Violin by

Tommaso Balestrieri
Mantua, 1752

Tomasso Balestrieri was born in 1713 in the village of Viustino, a small town south of Piacenza in Italy. He moved to Mantua in 1729, taking a job as an assistant to the Italian noble, Marchese Basilio Gonzaga. He held this position through 1748. At some point he took an interest in violinmaking and became quite skilled, making instruments heavily influenced by Camillo Camilli, his predecessor as the dominant violinmaker in Mantua. Balestrieri was a fairly prolific maker, making mostly violins.

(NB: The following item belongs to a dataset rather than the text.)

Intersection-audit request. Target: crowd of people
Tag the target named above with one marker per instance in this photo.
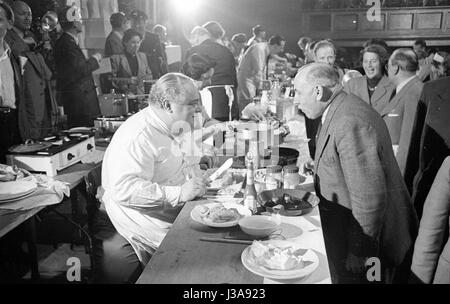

There is a clear lineage of style in the model in Mantuan violinmaking, beginning with Pietro Guarneri (originally of Cremona), carrying through to Camilli, and then to Balestrieri. Over time, Balestrieri moved away from the Camilli model toward one more inspired by the later works of Antonio Stradivari of Cremona. Balestrieri in fact listed Cremona as his residence on his instrument labels, although there is no evidence that he ever lived there.

Balestrieri’s instruments, of both models, have long been favored by performers for their exceptional tonal qualities. Our violin is a fine early example and beautifully showcases Camilli’s influence. Its lustrous, textured reddish-brown varnish has been well preserved and lends a distinct beauty to this outstanding instrument.